To be support or promoter: the mode of introducing ceria into commercial V2O5/TiO2 catalyst for enhanced Hg0 oxidation

Ce-modified commercial vanadium-based catalysts are still in a rapid development stage in terms of optimizing Hg0 oxidation performance. Due to the universal property of ceria, it can act as either support or promoter to supported vanadium-based catalysts. However, the introduction mode of Ce on the Hg0 oxidation is still un-clarified. Herein, introducing Ce to vanadium-based catalysts as a promoter (VCe/Ti) plays a more effective role in the Hg0 oxidation than only doping Ce into TiO2 support (V/CeTi). It is revealed that the strong interaction between V and Ce increases the orbital hybridization, and reduces the lowest unoccupied molecular orbital (LUMO) of V, which is conducive to adsorbing and activating HCl. The excellent performance of the VCe/Ti catalyst can be ascribed to its superior redox ability, stronger HCl adsorption capacity, abundant surface oxygen vacancies, and the redox equilibrium (Ce3+ + V5+<-> Ce4++ V4+), which improves electron transfer, and thus the catalytic activity.
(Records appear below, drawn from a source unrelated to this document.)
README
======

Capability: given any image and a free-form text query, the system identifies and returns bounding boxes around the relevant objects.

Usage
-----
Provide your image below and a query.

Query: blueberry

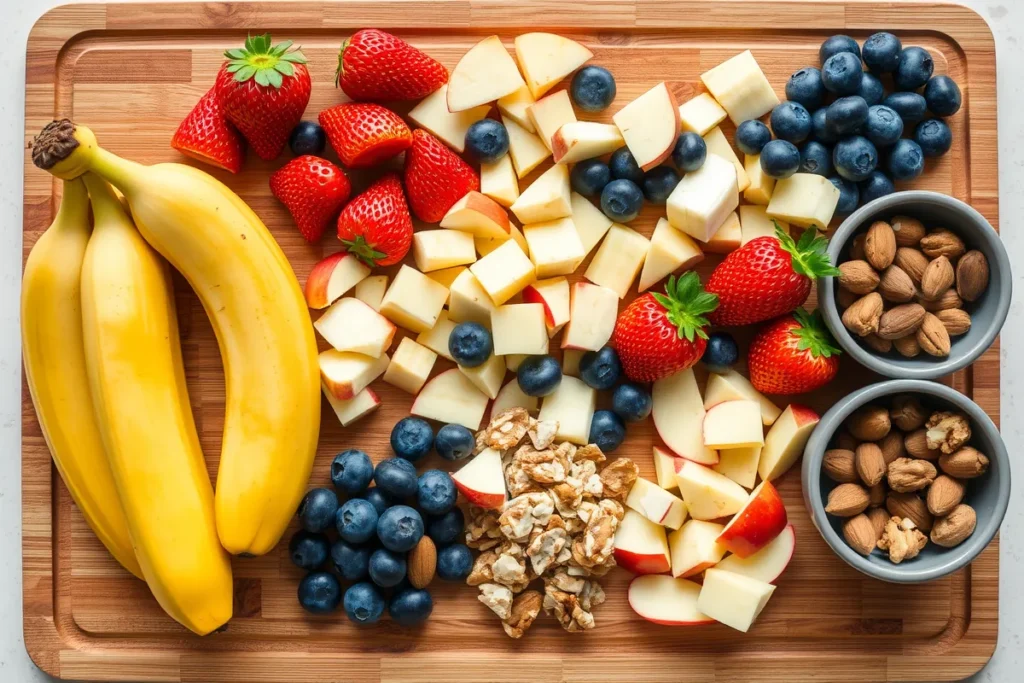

This work provides the potential application of Ce-modified V-based catalysts for the simul-taneous control of NOx and Hg0 in stationary sources.

Automated summary

Ce-modified commercial vanadium-based catalysts are still being rapidly developed to optimize Hg0 oxidation performance. The introduction mode of Ce on Hg0 oxidation is still unclear. Introducing Ce as a promoter (VCe/Ti) to vanadium-based catalysts plays a more effective role in Hg0 oxidation than doping Ce into TiO2 support (V/CeTi). The excellent performance of the VCe/Ti catalyst is attributed to its redox ability, HCl adsorption capacity, surface oxygen vacancies, and redox equilibrium, which improve electron transfer and catalytic activity. This work offers the potential application of Ce-modified V-based catalysts for simultaneous control of NOx and Hg0 in stationary sources.